2.2. Inclusion and Exclusion Criteria
The demographic and clinical data of the patients were obtained from their original medical records. The inclusion criteria were as follows: (1) age ≥65 years; (2) diagnosis by X-ray or computed tomography of femoral neck or intertrochanteric or subtrochanteric fracture; and (3) patients receiving surgical or conservative treatment in the hospital. The exclusion criteria were as follows: patients for whom clinical data in the hospital were unavailable.
2.3. Hospital Treatment
The patients were examined using blood tests and ultrasonography to prepare for surgery. Prophylaxis for deep vein thrombosis was initiated at admission. A mechanical pressure pump (20 min, twice daily) was used to promote blood reflux. Furthermore, for patients without contraindications, LMWH was subcutaneously injected according to guidelines to prevent DVT. Anticoagulant therapy was discontinued 12 h before the operation and resumed 24 h after the operation. Blood samples were collected at the time of admission (2 h after admission).
2.4. DVT Diagnosis
According to Chinese guidelines for the prevention of venous thromboembolism in orthopedic surgery, color Doppler ultrasound was used to detect DVT. Vascular ultrasonography was performed using a bedside machine by three trained operators. The diagnostic criterion for fresh thrombosis was the presence of a constant intraluminal filling defect [22], as shown in Figure 1. Anticoagulation regimens were guided by hospital consultations during vascular surgery. If required, an inferior vena cava filter was used to prevent fatal pulmonary embolism.
2.5. Endpoint Events
The endpoint event in this study was preoperative DVT.
2.6. Variables
In this study, the following variables were collected: hematocrit level, age, sex, occupation, history of allergy, injury mechanism, fracture classification, hypertension, diabetes, coronary heart disease, arrhythmia, hemorrhagic stroke, ischemic stroke, cancer, associated injuries, dementia, chronic obstructive pulmonary disease (COPD), hepatitis, gastritis, age−adjusted Charlson comorbidity index (aCCI), and time from injury to admission.

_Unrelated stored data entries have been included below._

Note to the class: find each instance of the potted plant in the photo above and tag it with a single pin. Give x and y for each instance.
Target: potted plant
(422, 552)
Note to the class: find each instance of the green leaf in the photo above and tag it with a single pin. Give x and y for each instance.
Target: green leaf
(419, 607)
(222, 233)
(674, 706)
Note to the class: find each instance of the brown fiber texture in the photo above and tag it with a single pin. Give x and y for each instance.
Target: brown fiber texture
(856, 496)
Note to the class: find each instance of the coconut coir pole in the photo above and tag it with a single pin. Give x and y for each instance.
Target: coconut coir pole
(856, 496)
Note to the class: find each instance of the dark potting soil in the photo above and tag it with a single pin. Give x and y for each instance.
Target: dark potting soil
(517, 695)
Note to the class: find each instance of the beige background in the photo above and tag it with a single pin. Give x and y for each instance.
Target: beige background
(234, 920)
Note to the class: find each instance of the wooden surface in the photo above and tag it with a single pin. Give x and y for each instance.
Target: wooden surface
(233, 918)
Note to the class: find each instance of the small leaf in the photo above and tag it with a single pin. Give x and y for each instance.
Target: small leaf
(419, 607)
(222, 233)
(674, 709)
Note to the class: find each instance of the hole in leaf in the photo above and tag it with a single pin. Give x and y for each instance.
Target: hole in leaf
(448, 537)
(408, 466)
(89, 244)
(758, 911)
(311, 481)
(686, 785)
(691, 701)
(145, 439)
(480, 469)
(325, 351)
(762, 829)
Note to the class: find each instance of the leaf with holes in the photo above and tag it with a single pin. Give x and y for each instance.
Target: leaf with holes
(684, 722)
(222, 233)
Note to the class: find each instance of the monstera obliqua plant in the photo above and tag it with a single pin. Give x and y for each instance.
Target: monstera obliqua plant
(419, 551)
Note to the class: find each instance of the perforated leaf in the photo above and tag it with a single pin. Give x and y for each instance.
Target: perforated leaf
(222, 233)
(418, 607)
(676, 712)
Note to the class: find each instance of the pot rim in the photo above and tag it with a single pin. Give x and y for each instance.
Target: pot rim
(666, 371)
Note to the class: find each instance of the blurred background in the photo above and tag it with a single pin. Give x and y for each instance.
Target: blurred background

The dependent variable was preoperative DVT, and the independent variable was the level of the hematocrit. Other variables were confounding factors.
2.7. Statistics Analysis
Descriptive statistical analyzes were performed using standard reporting methods. Continuous variables are reported as mean ± standard deviation (normally distributed data) or median (interquartile range) (nonnormally distributed data). Categorical variables were reported as percentages. Chi−square (categorical variables), one−way ANOVA (normal distribution), or Kruskal–Wallis H tests (skewed distribution) were used to detect differences among different levels of the hematocrit at admission.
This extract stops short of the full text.